The modifications to include rocket propulsion to the SR-71
likely would not fit within its very-critical shape. The M-21 variant that launched the D-21 drone
was limited in payload size, to the size
of that drone (not very large). A rocket
might be added in the tail cone of a B-1B,
but its payload would be limited to that which would fit in its bomb
bay. That B-1B option would reach a low
supersonic launch speed at the high path angle needed, with a rather-dangerous zoom climb and
recovery after drop.
That brings up the danger of supersonic store
separation. There is a very good
reason that most military aircraft, even
those capable of supersonic flight, are
limited to high-subsonic weapon release speeds.

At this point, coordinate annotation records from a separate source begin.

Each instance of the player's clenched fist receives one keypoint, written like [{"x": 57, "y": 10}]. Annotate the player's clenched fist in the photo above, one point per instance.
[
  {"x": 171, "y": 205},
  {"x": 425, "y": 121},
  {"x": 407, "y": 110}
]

That is because the inherent wobbles of a released store will include
pitch-up, thus developing lift. At high enough speeds, that lift generated by the wobbling store
will exceed its weight, and it can
easily fly up and collide with the drop aircraft, before the store’s drag can pull it behind.

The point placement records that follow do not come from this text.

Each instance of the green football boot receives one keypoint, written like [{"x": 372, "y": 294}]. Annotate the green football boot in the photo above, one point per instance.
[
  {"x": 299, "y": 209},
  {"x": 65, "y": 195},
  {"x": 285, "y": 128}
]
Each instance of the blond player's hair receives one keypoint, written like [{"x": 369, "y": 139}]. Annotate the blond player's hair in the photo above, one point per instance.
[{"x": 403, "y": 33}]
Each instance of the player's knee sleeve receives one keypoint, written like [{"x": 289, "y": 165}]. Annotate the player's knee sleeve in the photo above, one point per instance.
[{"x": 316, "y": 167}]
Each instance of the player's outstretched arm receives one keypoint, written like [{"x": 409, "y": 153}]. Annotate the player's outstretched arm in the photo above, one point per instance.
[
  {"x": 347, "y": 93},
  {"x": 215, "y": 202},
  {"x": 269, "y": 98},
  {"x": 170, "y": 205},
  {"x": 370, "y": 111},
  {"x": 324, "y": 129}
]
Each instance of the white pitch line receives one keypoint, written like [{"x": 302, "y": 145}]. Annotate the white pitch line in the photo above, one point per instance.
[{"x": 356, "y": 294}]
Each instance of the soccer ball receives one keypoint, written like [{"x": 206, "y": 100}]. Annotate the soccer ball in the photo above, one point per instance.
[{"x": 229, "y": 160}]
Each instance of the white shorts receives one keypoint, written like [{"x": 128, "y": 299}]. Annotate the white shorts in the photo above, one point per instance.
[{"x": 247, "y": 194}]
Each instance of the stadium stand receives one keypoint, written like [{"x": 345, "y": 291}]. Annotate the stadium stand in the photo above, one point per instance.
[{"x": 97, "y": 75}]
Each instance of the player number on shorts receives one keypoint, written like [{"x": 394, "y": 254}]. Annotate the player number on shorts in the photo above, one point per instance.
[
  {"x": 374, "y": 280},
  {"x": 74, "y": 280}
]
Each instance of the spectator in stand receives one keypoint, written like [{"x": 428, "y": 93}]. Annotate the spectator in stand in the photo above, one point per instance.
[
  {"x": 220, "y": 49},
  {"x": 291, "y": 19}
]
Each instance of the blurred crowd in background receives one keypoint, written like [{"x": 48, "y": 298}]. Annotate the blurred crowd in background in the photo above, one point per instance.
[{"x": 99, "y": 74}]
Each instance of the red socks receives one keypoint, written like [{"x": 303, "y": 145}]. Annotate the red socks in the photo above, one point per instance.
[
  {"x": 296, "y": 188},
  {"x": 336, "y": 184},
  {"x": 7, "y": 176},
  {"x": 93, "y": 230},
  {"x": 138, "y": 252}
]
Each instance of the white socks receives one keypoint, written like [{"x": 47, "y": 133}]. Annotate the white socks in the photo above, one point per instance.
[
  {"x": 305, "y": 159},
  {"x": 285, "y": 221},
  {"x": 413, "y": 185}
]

It cost a destroyed airplane and the life of one of the two
crew, to learn this lesson with the M-21
trying to launch a D-21 drone (without a booster) at just about Mach 3. That is why the drone was re-fitted with a
big booster, and launched subsonically
from B-52’s instead. It’s not that
supersonic store separation cannot be done (because that booster separated at
Mach 3 from the D-21). But successful
supersonic store separation is very difficult to achieve, and the risks of doing it are inherently very
high.
So how fast a drop speed can be obtained? That depends upon the gas turbine engines
powering the launch aircraft. Those are
seriously limited by the high air temperatures associated with capturing
supersonic air. Most are limited to
about Mach 2.5. There are a very few
that went faster: those powering the
XB-70 at Mach 3, those powering the
SR-71 variants at Mach 3.2, and the 500
hour short-life, replace-don’t-overhaul engines
in the Mig-25 at Mach 3.5. So, to have a wide range of possible engines
available for new designs, it looks like
Mach 2.5 at drop is “about it” with gas turbine. Maybe Mach 3.
So, the answer would
seem to be a mixed-propulsion airplane with gas turbine propulsion, augmented by parallel-burn rocket
propulsion, added to enable the
zoom-climb by a sharp pull-up maneuver.
This would be at high altitude near 45,000 feet, for the drop of the rocket vehicle. To do this successfully, the very difficult supersonic store
separation problem must be very carefully addressed! Both aircraft and crews are at serious risk.
Mach 2.5 at that altitude would be 2419 feet/second (0.737
km/s), less than 10% of low circular
orbit speed, so one is still looking
at a two-stage rocket vehicle to reach orbit. Deliverable payload would be limited in size
by the size of the drop aircraft, since
that in turn limits the size of the rocket vehicle it can drop.
In a word, this has
already been done with subsonic carrier aircraft, although it has proven no more attractive
than vertical rocket launch, at
best. The supersonic release has yet to
be tried, and will prove both difficult
and dangerous, although the improvement
in attractiveness may be worth that effort and risk. No one yet knows.